La nécessité de respecter strictement les accords de paix

La FIDH n’a eu de cesse de répéter que le retard pris par les différentes parties dans la mise en œuvre des accords politiques de Linas Marcoussis et d’Accra III augmentait les tensions entre les protagonistes et devenait une cause des violations récurrentes des droits de l’Homme.

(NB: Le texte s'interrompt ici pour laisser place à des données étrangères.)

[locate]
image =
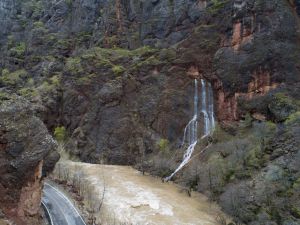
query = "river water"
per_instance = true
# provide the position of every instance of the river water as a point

C’est pourquoi, la FIDH s’est félicitée de l’adoption par les députés ivoiriens des 14 textes de loi issus des accords de Linas- Marcoussis dont celui extrêmement sensible sur la révision de l’article 35 de la Constitution concernant les conditions d’éligibilité à la Présidence de la République. La promulgation de cette révision par le chef de l’Etat est essentielle à la mise en route d’un processus électoral démocratique. En revanche, la FIDH conteste la résolution prise le 10 janvier 2005 par le Conseil de Paix et de Sécurité de l’Union africaine (UA), demandant un recours au référendum sur la révision de l’article 35. Ce mode de révision attiserait assurément le conflit entre les parties.

La FIDH s’est également félicitée de la décision des forces rebelles de commencer en décembre 2004 le désarmement de ses troupes conformément aux accords de paix.

La FIDH demande à la Commission des droits de l’Homme d’adopter une résolution sur la situation des droits de l’Homme en Côte d’Ivoire qui :

1.Décide la mise en place d’un mécanisme de surveillance de la situation des droits de l’Homme en Côte d’Ivoire avec pour mandat de faire le suivi du rapport de la Commission d’enquête internationale

2.Prie les autorités ivoiriennes d’inviter l’ensemble des mécanismes thématiques de la Commission

3.Reprend les recommandations du rapport de la « Commission d’enquête internationale sur la situation des droits de l’Homme en Côte d’Ivoire depuis le 19 septembre 2002 jusqu’au 15 octobre 2004 » présenté à cette session en demandant :

Aux parties en conflit

 d’œuvrer en vue d’un retour rapide à la paix et à la réunification du pays en appliquant strictement les accords de Linas Marcoussis et d’Accra III.
 d’œuvrer à la mise en place d’un processus électoral démocratique, conformément aux disposition de l’article 25 du Pacte international relatif aux droits civils et politiques, notamment en assurant la liberté d’expression et l’égal accès aux médias des différents partis.
 de renoncer au recours et à l’usage de la force comme moyen de règlement des conflits.
 de procéder sans délai ni condition au désarmement, à la démobilisation et à la réintégration des combattants.
 de respecter strictement l’embargo décidé par le Conseil de sécurité et de cesser de se réarmer.
 de protéger les populations civiles et de condamner les exactions commises par leurs forces.
 de poursuivre et juger, conformément aux dispositions des conventions internationales de protection des droits de l’Homme les personnes suspectées d’avoir commis de graves violations des droits de l’Homme et de droit international humanitaire.
A la communauté internationale
 de se conformer strictement aux résolutions du Conseil de sécurité notamment sa résolution 1572 du 15 novembre 2004 concernant l’embargo sur les ventes d’armes à toutes les parties.
 de soutenir les efforts de médiation entrepris par le président Thabo Mbeki en vue de relancer le processus de paix, sous le mandat de l’Union africaine.
 de soutenir la mise en place d’un processus électoral démocratique conforme aux dispositions de l’article 25 du Pacte international relatif aux droits civils et politiques.

Au procureur de la Cour pénale internationale

 d’ouvrir une enquête sur la situation en Côte d’Ivoire en se fondant sur la saisine ad hoc de la Cour par les autorités ivoiriennes le 1er octobre 2003 conformément à l’article 12 du Statut de Rome.